We have a lot of romantic notions about “the good old days.” There are certainly some memories that would be worthwhile replicating, but what would we be giving up to return to a simpler life? We have a reminder of the contrasts in two recent passings.
Can We Have It Both Ways?
We’ve just lost two people whose work has enriched us in such wholly different ways that it’s almost as though they were of different species. It’s hard to imagine two more different souls than Steve Jobs and Andy Rooney, without resorting to biblical references. In a way, though, they represent two human tendencies at war with each other in many of us today.
On the one hand we have someone whose life and work were defined by the new. Some might even say he defined the new itself. He opened up whole new fields of endeavor, introducing stuff that has made things so much easier and convenient that they border on necessities for some.
On the other hand you have Andy Rooney, who often played on our mistrust of the new. In my mind there was always the indercurrent of nostalgia for a simpler time in his essays. There was a tone of distrust, as if to ask “what have we gotten ourselves into now?”
Nostagia – A Gated Community?
Of course if you are too young to remember a simpler time, that comparison has little meaning for you. Resorting to my usual automotive reference, it’s now almost thirty years since you could buy a car without fuel injection, so talking to anyone about carburetor nostalgia who wasn’t an adult by the early ’70s is probably futile.
Those people are the ones who stand in line waiting to be among the first to get the latest iGizmo. For them it’s difficult to get wistful over three-pound cell phones and computers with less memory than a greeting card has now.
So the segment of my readership who don’t identify with Mr. Rooney’s longings for stuff like five cent postage stamps and a movie stunt done by real humans without the safety wires digitally removed, may not appreciate a rant about cars you can’t fix with a screwdriver and a pair of Vise-Grips – assuming they know what Vise-Grips are.
These are the “User Generations” – people who know everything there is to know about how to get their hand-held devices to sync with their tablet and which application helps them find the best thin crust pizza, but don’t care how a memory chip is designed or made, or how it does what it does, as long as it does it – the faster the better.
Those of us who appreciate simplicity prefer something whose principles of operation are obvious at a glance. A perfect example is a classic racing bicycle. No advanced degree in mechanical engineering is required to understand how it works. All the mechanical systems can be understood by operating them and watching what happens.
You pull a lever on the handlebar and that pulls the cable that pulls a lever on the brake caliper which grabs the wheel rim.
Ditto the gear mechanism – a lever pulls a cable that pulls another lever that moves the little wheel that carries the chain and moves it to a different sprocket on the rear wheel hub.
Cars used to be like that.

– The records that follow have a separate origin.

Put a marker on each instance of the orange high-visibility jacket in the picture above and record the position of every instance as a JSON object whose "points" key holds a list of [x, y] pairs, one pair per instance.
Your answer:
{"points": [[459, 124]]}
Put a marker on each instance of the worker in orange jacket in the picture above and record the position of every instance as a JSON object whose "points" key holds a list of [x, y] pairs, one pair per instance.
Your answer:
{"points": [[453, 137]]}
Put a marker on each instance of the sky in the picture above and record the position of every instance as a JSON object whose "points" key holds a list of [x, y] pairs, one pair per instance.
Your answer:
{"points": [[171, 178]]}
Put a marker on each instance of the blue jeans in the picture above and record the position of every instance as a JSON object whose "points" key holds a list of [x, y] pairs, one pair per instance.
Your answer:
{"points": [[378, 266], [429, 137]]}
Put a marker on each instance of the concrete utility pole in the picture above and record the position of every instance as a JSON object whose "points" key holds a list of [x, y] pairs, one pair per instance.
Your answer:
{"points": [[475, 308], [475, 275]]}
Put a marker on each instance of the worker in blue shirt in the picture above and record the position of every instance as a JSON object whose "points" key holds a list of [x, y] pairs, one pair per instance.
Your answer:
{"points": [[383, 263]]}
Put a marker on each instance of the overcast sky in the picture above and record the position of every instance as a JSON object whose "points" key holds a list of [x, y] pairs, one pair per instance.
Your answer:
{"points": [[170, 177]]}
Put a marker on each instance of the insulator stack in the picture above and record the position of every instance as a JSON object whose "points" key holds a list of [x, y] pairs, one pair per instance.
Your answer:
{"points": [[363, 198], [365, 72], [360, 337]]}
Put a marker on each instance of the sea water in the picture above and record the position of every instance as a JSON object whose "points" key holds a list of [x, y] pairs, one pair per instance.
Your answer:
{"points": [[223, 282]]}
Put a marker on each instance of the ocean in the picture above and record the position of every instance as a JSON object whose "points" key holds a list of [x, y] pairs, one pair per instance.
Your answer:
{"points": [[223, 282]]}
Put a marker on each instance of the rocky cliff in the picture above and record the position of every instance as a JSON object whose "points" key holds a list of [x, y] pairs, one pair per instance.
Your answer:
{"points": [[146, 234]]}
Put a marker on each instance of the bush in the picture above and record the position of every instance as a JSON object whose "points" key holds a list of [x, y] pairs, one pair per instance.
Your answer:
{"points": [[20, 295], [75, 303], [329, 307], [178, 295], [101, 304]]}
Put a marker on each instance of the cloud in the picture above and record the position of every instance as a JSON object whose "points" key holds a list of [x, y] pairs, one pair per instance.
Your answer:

You pushed the accelerator pedal that pulls a cable that pulls a lever that opens a carburetor throat to let air get sucked past the jets to feed fuel to the engine. If it’s not working right, you turned a couple of little nuts to adjust the tension, or if it was way off, you shortened the cable.
Open a car’s hood today and you can’t even see the engine. Nowadays the throttle is an electronic device that sends a signal to an electronic control unit telling it what instructions to send to a metering pump.
None of these devices is serviceable. You can’t open one to repair or adjust it. If it fails, you replace it. On BMWs even the dipstick is electronic!
As a result, any wrench jockey can keep a 60 year-old Chevy Stove-Bolt Six running by adapting parts he can find in a junk yard, while 60 years from now if one of those little plastic-encased whatzises fails on your vintage 2011 BMW, who ya gonna call?
Golden Age of the Automobile?
Before you label me a Luddite, remember that I have previously called this “The Last Golden Age of the Automobile.” New cars today, precisely because of those “little plastic-encased computer chips” are the best cars ever made, by any quantifiable measure.
I certainly don’t long for the days of cable-operated brakes, or even bias-ply tires. ABS has saved my butt a few times. So has stability control, and I embraced steel-belted radials when there were only two manufacturers who made them. The smell of a roasting clutch as you sit in an uphill queue of cars creeping toward a busy intersection can make the most passionate manual transmission devotee question his commitment.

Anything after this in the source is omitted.